There was a sense of guilt there, if she was even capable of feeling something like that. Sayaka was the captain of the vessel. When a ship would go down, the captain should go with it. Yet here she was, laying in a comfortable bed while fish feasted on the corpses of her waterlogged crew. Maybe it was fate. Perhaps she was lucky to survive in spite of everything. It was a vicious wreck after all, and she was the only one of nearly a hundred to remain alive.
Sitting up, Sayaka stared out the small window next to her cot. She shouldn't be alive. Sayaka very distinctly recalled being tossed into the sea with the rest of her crew, being sucked down into the stormy brine while air left her lungs and water filled in its place. She tried so hard to make it to the surface, but the current was simply too strong. She remembered drowning, and she remembered the agony of the saltwater as her vision finally, mercifully began to go black.
She remembered waking up with her face being cradled in two claw-tipped hands. Without a need to breathe, without the slightest pain of salt in her lungs or eyes. All she saw as a mermaid — no, a siren — holding her close and smiling with a mouthful of sharp shark teeth. Two deep sea blue eyes, long tendrils of white, possibly platinum hair, and a mischievous smile with too many teeth.
Perhaps the siren wasn't a dream like she believed. Perhaps the beautiful and terrifying shark woman with a tail and too many teeth was real. Perhaps the siren really did bring her back to life, and perhaps she really made the offer to worship her, and perhaps —
Perhaps she drank sea water while she was out of it.
Sayaka ran her hands down her face, feeling the phantom touch of the siren's talons on her lips. That's exactly it. She drank sea water, she'd become delirious with sun sickness, and the grief she'd been kind-of-sort-of-not-really feeling was driving her mad. Sirens weren't real and she was way out of her mind.
The next afternoon, Sayaka felt like she had been trampled by a horse.

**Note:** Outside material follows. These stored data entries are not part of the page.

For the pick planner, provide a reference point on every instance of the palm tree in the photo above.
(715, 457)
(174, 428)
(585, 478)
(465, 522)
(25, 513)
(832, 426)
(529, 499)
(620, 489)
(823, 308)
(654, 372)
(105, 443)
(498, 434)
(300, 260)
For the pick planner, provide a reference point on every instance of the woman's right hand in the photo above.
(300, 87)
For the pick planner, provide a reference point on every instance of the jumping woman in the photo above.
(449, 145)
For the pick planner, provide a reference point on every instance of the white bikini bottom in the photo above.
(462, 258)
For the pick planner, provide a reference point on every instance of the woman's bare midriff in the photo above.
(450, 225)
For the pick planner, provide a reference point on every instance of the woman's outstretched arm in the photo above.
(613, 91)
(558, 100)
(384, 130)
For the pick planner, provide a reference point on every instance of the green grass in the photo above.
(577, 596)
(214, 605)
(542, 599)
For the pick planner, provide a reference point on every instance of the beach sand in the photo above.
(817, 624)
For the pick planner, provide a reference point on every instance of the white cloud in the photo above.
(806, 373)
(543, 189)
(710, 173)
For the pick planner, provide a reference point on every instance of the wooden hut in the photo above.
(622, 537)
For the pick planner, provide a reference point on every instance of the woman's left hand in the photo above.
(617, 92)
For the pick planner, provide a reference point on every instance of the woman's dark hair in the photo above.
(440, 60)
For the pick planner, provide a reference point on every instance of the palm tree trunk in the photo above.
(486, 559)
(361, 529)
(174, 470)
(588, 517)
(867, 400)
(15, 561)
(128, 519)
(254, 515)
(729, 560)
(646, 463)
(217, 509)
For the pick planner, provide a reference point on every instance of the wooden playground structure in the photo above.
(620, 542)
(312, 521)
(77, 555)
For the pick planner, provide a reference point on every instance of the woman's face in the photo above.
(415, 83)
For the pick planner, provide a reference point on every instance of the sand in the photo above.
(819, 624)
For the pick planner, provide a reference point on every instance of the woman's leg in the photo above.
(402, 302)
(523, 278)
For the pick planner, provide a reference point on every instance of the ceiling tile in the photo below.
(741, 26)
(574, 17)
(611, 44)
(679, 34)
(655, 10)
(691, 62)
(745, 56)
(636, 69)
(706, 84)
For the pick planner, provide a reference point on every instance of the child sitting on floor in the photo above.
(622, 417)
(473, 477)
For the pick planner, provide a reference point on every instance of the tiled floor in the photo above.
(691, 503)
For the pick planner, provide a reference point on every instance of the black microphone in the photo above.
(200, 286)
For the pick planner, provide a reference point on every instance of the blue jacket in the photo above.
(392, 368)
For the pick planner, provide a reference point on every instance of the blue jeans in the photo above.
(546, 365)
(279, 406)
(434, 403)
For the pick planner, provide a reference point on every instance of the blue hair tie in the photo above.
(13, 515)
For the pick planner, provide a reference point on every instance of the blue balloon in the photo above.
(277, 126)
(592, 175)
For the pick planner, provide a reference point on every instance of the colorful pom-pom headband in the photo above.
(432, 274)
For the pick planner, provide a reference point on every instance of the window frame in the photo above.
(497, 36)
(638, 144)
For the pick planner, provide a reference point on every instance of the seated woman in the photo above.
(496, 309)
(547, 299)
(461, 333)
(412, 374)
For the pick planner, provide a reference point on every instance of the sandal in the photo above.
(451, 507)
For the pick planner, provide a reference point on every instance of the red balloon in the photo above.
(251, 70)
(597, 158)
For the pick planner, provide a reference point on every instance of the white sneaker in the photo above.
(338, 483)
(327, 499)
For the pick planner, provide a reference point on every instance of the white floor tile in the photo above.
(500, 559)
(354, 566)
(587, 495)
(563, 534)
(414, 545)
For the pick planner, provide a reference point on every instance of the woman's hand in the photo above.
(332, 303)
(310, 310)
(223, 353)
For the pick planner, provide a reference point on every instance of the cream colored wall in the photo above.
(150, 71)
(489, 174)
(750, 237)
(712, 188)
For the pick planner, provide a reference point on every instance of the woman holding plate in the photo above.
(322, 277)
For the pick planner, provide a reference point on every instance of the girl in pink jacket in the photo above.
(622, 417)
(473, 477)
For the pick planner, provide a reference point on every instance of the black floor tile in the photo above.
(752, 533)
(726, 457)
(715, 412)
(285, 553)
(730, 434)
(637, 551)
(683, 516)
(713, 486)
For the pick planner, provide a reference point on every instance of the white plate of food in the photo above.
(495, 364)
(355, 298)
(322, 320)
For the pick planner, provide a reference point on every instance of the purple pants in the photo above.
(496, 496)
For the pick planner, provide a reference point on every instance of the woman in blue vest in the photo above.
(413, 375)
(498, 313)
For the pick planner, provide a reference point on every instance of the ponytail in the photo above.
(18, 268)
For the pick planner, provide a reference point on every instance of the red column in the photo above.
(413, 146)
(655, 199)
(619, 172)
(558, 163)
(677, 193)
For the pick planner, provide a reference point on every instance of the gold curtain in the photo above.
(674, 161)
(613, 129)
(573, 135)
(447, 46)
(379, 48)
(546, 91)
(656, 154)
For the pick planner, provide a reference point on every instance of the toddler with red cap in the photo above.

The healer expected it and told Sayaka to take it easy, and only to walk around if she could handle the movement already.
Sayaka told the healer that she was lucky to come out of this with nothing but scrapes and bruises, and she didn't want herself laying about and letting her muscles grow weak. Thus, she left her hut to explore the little seaside village.
She paced the sandy paths, not meeting eyes with the villagers. She didn't want the pitying looks, and she most certainly didn't want to answer any questions. Tucking her hands into the pockets of her breeches, Sayaka watched the horizon and quietly uttered a prayer for her drowned members. It was the least she could do.
Pieces of her ship continued to wash up as the afternoon droned on. Sayaka sat on the docks, although the sun irritated her reddened skin, and watched as the broken boards and sails of Dame de Chagrin get stuck in the sand, only to be scooped up by children and adults. The adults took the waterlogged boards to dry and use for their fires, and many of the children had banded together to build a rather impressive play fortress. Eventually, she couldn't stand the heat any longer and rose.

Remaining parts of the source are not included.